Publication
IEEE Micro
Paper

ML-HW Co-Design of Noise-Robust TinyML Models and Always-On Analog Compute-in-Memory Edge Accelerator

View publication

Abstract

Always-on TinyML perception tasks in Internet of Things applications require very high energy efficiency. Analog compute-in-memory (CiM) using nonvolatile memory (NVM) promises high energy efficiency and self-contained on-chip model storage. However, analog CiM introduces new practical challenges, including conductance drift, read/write noise, fixed analog-to-digital (ADC) converter gain, etc. These must be addressed to achieve models that can be deployed on analog CiM with acceptable accuracy loss. This article describes AnalogNets: TinyML models for the popular always-on tasks of keyword spotting (KWS) and visual wake word (VWW). The model architectures are specifically designed for analog CiM, and we detail a comprehensive training methodology, to retain accuracy in the face of analog nonidealities, and low-precision data converters at inference time.

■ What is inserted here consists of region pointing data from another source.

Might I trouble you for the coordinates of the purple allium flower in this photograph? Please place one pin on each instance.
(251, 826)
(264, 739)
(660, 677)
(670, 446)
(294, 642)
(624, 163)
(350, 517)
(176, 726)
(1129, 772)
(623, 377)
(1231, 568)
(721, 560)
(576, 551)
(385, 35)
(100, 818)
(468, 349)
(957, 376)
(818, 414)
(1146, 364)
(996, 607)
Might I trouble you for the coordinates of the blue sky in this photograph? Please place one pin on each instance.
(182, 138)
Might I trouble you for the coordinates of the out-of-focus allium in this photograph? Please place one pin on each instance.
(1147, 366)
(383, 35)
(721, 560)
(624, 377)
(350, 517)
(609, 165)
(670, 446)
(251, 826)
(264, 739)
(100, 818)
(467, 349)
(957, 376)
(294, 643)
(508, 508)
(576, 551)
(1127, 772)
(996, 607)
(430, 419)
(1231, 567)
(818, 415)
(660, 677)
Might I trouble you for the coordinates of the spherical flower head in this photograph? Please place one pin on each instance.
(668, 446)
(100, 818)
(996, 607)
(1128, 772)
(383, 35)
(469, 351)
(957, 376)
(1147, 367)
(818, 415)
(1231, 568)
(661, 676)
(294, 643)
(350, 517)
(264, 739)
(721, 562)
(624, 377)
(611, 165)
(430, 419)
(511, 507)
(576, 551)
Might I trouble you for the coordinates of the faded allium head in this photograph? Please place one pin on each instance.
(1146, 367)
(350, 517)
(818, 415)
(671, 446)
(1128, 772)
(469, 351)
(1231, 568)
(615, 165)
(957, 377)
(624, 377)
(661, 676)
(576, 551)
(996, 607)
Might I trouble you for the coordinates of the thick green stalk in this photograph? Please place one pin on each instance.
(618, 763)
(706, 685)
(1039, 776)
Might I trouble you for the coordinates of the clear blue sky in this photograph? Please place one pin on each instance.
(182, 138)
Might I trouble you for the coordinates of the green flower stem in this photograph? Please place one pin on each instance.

We also describe AON-CiM, a programmable, minimal-area phase-change memory (PCM) analog CiM accelerator, with a layer-serial approach to remove the cost of complex interconnects associated with a fully pipelined design. We evaluate the AnalogNets on a calibrated simulator, as well as real hardware, and find that accuracy degradation is limited to 0.8%/1.2% after 24 h of PCM drift (8 bits) for KWS/VWW. AnalogNets running on the 14-nm AON-CiM accelerator demonstrate 8.55/26.55/56.67 and 4.34/12.64/25.2 TOPS/W for KWS and VWWs with 8-/6-/4-bit activations, respectively.